COLUMN

JINTANA & EMERALDS 『Destiny』

エメラルドの街に吹き込む、ブリージンでエキゾティックな蜜の味

JINTANA & EMERALDS 『Destiny』

 妖しげ/怪しげなこのエメラルドグリーンの集団を、知っている人はとっくに知っているどころか、長いこと心待ちにしていただろう。オールディーズ・グループばりの出で立ちから想像できる通り、懐かしくもフレッシュな新感覚のドゥワップをスウィートに聴かせるJINTANA & EMERALDS。2011年の末にワム!のカヴァー音源“Last Christmas”のフリー・ダウンロードという形で姿を現した彼らは、横浜のPAN PACIFIC PLAYA(PPP)のスティール・ギタリスト、JINTANAの率いる6人組。翌2012年に発表された7インチ・シングル『Honey/Runaway』は早耳の奪い合いによってすぐさまソールドアウト。そこからしばし間を置いてこのたびようやく完成を見たのが、これまた素晴らしき甘露の名品となったファースト・アルバム『Destiny』なのである。

JINTANA & EMERALDS Destiny PPP/Pヴァイン(2014)
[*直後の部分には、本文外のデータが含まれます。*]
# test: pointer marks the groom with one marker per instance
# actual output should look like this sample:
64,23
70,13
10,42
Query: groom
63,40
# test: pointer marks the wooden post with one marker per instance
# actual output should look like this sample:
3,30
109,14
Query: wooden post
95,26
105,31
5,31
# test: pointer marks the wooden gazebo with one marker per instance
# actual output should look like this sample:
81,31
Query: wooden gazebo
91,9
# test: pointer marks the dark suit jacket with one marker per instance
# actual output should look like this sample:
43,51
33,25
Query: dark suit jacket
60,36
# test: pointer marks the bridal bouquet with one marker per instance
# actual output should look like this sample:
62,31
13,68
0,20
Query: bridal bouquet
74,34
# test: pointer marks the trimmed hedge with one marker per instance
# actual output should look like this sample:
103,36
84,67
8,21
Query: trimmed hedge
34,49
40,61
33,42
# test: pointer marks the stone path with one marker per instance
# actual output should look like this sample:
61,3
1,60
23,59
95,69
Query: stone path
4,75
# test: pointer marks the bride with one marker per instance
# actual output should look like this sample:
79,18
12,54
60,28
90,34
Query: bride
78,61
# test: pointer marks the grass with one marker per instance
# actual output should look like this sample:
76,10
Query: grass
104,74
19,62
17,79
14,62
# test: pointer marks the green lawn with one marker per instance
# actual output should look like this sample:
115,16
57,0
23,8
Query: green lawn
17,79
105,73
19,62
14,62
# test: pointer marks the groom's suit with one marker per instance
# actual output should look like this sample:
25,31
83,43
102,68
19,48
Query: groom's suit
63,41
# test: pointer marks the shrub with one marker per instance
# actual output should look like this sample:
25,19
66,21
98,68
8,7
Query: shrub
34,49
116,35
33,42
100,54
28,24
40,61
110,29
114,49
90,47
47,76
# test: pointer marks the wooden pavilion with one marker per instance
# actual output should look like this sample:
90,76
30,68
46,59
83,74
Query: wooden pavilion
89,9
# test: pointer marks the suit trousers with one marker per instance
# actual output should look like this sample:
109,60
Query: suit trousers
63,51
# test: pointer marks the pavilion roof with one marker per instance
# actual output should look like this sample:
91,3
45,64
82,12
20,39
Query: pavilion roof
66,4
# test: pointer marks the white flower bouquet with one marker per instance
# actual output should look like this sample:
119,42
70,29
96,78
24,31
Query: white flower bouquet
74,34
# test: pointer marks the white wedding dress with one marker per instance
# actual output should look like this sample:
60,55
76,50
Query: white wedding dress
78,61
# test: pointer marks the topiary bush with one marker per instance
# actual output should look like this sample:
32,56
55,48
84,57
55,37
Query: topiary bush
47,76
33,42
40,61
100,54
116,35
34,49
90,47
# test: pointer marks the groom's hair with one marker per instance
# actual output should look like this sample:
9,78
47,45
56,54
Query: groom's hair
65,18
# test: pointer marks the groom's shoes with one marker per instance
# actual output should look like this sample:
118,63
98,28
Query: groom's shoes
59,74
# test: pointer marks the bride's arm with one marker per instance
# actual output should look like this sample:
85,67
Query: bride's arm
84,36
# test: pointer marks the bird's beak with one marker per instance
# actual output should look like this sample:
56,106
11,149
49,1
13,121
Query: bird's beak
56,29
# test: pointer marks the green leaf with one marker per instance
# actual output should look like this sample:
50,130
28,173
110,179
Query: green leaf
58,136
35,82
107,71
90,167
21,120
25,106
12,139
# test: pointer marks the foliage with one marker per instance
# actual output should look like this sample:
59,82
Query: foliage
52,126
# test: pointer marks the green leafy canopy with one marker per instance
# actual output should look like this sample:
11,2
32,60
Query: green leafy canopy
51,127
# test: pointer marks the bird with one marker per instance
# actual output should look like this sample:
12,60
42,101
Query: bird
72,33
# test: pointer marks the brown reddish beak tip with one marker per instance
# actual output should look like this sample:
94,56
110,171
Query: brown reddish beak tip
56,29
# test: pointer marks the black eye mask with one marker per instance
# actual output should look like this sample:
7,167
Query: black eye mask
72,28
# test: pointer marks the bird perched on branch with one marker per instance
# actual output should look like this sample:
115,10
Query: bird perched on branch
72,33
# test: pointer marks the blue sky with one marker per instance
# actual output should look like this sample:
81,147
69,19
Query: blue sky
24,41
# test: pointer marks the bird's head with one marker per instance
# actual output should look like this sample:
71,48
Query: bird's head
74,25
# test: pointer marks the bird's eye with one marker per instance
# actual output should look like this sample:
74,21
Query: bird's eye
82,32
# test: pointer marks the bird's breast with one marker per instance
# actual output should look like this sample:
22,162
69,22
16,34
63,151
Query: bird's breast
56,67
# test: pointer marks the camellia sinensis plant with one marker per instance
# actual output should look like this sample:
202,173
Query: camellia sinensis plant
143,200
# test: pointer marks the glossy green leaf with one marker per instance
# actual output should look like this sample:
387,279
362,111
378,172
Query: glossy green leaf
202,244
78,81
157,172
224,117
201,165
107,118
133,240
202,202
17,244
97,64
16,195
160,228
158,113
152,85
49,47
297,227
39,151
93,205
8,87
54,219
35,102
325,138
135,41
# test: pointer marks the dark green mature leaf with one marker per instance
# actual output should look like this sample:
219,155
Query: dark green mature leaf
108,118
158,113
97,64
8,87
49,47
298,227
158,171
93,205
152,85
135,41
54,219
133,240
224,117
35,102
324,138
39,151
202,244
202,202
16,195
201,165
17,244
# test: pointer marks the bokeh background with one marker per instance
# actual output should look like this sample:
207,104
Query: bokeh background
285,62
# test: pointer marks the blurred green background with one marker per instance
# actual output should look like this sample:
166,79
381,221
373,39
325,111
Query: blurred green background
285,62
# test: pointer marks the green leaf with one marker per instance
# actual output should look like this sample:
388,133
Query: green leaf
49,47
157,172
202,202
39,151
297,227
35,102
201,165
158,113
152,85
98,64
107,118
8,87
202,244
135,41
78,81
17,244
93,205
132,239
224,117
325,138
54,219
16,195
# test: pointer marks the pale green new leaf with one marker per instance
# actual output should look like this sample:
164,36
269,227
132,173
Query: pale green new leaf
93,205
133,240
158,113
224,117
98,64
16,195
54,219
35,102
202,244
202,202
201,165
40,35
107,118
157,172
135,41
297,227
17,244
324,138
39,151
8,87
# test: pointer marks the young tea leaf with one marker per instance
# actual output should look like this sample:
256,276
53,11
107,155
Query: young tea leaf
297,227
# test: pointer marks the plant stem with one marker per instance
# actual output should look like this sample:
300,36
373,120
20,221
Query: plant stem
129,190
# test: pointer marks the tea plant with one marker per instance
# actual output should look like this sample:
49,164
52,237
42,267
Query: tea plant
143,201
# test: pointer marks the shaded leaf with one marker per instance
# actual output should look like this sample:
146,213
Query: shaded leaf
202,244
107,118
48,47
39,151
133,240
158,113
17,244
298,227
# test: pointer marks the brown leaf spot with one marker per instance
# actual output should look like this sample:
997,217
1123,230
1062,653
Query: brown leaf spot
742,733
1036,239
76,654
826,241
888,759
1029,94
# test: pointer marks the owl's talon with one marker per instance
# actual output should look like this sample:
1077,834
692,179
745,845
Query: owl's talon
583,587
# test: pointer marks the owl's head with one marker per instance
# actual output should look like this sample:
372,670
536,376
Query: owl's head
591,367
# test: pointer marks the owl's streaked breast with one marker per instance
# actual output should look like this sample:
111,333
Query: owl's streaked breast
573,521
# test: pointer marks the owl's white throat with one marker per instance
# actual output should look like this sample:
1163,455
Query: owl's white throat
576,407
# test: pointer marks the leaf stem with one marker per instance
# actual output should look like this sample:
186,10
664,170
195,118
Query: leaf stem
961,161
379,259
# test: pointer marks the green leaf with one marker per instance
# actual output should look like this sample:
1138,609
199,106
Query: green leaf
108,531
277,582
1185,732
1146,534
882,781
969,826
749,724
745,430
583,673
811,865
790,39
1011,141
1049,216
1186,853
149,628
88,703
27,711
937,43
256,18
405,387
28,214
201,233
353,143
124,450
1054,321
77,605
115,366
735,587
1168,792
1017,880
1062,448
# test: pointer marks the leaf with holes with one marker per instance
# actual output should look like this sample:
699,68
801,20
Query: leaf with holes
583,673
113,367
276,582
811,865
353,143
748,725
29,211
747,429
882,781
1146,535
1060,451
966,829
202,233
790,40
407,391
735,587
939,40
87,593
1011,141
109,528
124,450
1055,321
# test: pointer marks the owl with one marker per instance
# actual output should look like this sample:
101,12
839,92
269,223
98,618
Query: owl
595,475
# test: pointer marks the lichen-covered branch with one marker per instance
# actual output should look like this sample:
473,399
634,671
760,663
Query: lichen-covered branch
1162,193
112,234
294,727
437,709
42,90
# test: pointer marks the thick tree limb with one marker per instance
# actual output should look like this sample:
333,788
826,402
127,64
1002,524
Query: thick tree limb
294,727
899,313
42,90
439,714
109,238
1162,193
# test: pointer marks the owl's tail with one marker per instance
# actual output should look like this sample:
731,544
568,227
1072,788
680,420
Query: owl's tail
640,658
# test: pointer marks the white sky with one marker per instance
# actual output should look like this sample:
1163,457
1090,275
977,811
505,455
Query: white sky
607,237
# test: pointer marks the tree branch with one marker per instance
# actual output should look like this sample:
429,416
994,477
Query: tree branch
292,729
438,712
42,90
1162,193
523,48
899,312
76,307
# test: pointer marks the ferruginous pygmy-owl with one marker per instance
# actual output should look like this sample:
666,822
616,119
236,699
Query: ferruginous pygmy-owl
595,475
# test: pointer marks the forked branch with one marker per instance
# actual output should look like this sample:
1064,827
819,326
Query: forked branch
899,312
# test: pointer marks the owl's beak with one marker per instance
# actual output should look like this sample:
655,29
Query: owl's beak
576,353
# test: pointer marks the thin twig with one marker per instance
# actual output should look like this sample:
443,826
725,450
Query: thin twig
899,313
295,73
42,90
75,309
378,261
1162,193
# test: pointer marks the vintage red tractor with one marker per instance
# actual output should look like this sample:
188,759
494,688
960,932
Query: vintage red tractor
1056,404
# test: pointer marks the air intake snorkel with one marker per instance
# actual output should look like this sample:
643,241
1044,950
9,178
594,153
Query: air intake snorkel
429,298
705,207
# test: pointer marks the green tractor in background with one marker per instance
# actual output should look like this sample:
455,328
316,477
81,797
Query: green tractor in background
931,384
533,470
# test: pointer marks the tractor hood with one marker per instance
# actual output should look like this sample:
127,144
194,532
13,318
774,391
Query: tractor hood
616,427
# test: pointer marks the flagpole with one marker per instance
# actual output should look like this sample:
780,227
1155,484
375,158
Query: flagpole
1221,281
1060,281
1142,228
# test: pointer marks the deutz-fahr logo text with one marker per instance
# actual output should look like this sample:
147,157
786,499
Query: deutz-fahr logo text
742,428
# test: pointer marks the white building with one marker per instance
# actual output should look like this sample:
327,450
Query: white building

 柔らかなスティール・ギターの音色に乗せて往年のガールズ・グループばりの歌唱を聴かせるのは3名の女性たち。トレンディー・ヒロインとしてお馴染みの一十三十一、本業は女優のあべまみ、そしてソングライターとして最近は三浦大知露崎春女Weather Girlsらに詞曲を提供しているカミカオル——そんな3人の織り成すマジカルなコーラスがキッチュに見えがちなコンセプトに説得力を持たせているのは言うまでもない。そして、サイドをしっかりと固める男性陣は、(((さらうんど)))でも活躍するCrystal、PPPには欠かせないギタリストのKashifだ。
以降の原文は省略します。